What makes two mental states "the same"? Let us start with recognizing that two visual objects are the same object and the same type of object. If an object is visually tracked, they our unconscious visual processing and visual object recognition individuates a single object with identity over time. If we lose sight of an object, or go to sleep, how does a hominin identify a later sighting as the same object, or the same type of object? We may distinguish between the categories of objects that receive proper names (people, places, pets), and those that don't. Even those that are referred to only by common nouns, some may be relevant to action as particular objects, and hominins may refer to them indexically (and deictically) as this fruit here, or my handaxe.

To the extent a hominin's cognitive ontology recognizes two sightings of a visual object as the same particular object, there is a moderate risk of error. If it is sufficient to guide action to recognize an object as of the same type (a mouse, a vegetable), the hominin may not distinguish particular instances.

The identity of persons is different from that of most animals (pets being a transitional case). We attribute a psyche to persons, and we recognize and remember details of that psyche (what does that person believe, or typically desire) as a basis of classifying their macro-behavior in terms of occurrent causal mental states.

When are two mental states "the same" mental state? We can distinguish between an occurrent thought, and a remembered mental state. Generally, there is no relevance to action associated with the continuous identity of an occurrent thought, a belief held yesterday and today is a single belief, for purposes of classifying observed behavior in terms of causal intention-in-action. When humans think of the same type of mental state, they use a discrete scheme of individuation at the lexical or sub-lexical concept level. These concept schemals (including lexical schemas, if present) are shared by a social group.

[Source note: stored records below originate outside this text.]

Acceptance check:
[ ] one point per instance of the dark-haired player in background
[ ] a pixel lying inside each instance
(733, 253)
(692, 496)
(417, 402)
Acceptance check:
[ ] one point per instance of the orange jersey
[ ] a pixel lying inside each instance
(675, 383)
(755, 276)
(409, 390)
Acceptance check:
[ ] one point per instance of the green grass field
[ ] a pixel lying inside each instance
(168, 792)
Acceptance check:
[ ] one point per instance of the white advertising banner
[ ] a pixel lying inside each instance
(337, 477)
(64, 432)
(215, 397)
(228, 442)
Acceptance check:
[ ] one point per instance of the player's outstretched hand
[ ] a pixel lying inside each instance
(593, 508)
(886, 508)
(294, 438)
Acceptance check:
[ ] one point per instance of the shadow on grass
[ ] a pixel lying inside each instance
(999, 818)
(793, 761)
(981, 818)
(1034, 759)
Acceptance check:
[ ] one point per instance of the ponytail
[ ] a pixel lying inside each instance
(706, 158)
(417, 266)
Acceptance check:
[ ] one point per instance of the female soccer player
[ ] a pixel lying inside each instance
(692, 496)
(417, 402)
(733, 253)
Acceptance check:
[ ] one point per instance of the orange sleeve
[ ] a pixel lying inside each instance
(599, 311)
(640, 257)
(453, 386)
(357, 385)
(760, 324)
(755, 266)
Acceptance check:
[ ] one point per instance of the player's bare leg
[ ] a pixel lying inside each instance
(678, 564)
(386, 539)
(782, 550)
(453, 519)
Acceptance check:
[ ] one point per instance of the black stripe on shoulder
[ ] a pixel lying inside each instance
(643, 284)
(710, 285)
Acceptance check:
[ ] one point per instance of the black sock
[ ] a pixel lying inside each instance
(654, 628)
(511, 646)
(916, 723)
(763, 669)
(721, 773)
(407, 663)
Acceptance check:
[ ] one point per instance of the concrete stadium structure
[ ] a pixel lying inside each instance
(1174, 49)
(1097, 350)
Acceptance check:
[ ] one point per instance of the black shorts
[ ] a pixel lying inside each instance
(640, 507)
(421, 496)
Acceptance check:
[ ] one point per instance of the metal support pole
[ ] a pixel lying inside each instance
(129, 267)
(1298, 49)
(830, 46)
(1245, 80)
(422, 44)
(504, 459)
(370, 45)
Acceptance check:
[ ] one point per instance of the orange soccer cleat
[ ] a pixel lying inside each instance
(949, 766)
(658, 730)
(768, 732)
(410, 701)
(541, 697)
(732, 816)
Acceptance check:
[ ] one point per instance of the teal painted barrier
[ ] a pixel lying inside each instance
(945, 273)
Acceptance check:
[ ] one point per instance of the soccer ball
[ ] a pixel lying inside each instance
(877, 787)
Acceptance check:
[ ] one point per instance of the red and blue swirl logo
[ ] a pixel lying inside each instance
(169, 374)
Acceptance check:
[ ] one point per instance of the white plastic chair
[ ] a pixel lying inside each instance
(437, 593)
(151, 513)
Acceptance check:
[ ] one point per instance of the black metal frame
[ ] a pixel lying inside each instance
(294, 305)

The shared concept schemas of mental states are unique relative to other cognized entitites, because they can be shared between the observed hominin and the observing hominins. Perhaps a new concept is acquired at first as a commonality between two observed hominins. However, it seems inevitable that the observing hominin will also experience that mental state in sympathy. At any rate, it seems most mental states have a first-person character or qualia. The entire scheme of individuating mental states is distinguished from other parts of the cognitive scheme of individuation because of this intrinsic first-and-third person character, while non-mental entities have only a third-person character. This accounts of Descartes' intuition (and Ewing's) that res cogitans is a different substance from res extensa. However, with our improved understanding of biological matter and processes, we can in fact provide a hylomorphic account of mental entities, and the lead to substance dualism is unjustified. But mental properties are different from non-mental properties, but not in a way that requires supernatural intervention. We can naturalize our scientific explanations of mental states, and folk psychology of mental states, with a natural (but dual aspect) theory of cognition.

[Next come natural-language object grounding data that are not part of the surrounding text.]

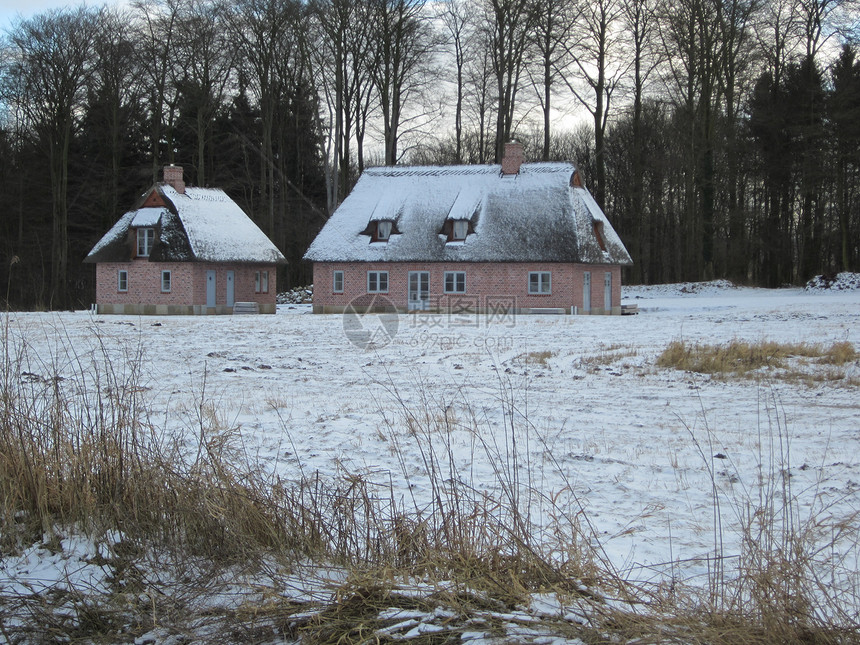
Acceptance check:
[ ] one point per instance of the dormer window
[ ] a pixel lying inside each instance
(383, 230)
(145, 240)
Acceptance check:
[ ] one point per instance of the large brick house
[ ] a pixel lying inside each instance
(184, 250)
(523, 237)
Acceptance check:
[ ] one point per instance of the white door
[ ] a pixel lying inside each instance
(586, 291)
(419, 290)
(231, 294)
(607, 292)
(210, 288)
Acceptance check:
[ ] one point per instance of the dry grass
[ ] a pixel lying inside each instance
(737, 358)
(535, 358)
(79, 452)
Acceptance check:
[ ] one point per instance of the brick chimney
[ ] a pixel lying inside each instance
(173, 176)
(513, 158)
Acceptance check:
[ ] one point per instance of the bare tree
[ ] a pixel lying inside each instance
(266, 32)
(114, 98)
(509, 26)
(554, 27)
(54, 58)
(457, 16)
(640, 22)
(343, 61)
(404, 47)
(597, 71)
(205, 56)
(156, 33)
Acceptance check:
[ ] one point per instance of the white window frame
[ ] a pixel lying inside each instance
(261, 282)
(457, 282)
(383, 229)
(375, 280)
(459, 229)
(540, 283)
(145, 241)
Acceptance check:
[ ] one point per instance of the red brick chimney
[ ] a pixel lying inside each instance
(173, 176)
(513, 158)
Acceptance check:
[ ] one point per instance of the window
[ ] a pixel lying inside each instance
(540, 282)
(455, 282)
(261, 282)
(145, 239)
(377, 281)
(598, 233)
(383, 229)
(459, 229)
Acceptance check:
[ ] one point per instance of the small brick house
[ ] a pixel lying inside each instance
(527, 238)
(184, 250)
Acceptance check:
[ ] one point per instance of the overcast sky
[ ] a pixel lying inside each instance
(9, 9)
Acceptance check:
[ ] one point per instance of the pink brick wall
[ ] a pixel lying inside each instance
(482, 280)
(188, 283)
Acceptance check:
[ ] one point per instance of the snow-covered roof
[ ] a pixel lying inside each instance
(201, 224)
(535, 216)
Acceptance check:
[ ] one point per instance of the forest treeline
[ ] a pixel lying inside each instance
(722, 137)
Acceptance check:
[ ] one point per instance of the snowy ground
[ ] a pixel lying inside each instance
(636, 445)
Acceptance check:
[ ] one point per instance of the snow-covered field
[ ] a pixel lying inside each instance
(596, 425)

The material basis for a mental entity is to some extent the occurrent neural pattern that fires during an occurrent thought, but also the dynamical memory and innate genetic-ontogenic dynamical structures of the innervated body. This neurophysiological characterization suffices for explaining the third-person characteristics of mental states. To account for the first-and-third person characteristics, we need to layer on top of this the shared schemes of individuating the mental, which don't exist within a single innervated body, but are a social construct (over a shared species competence) of a group.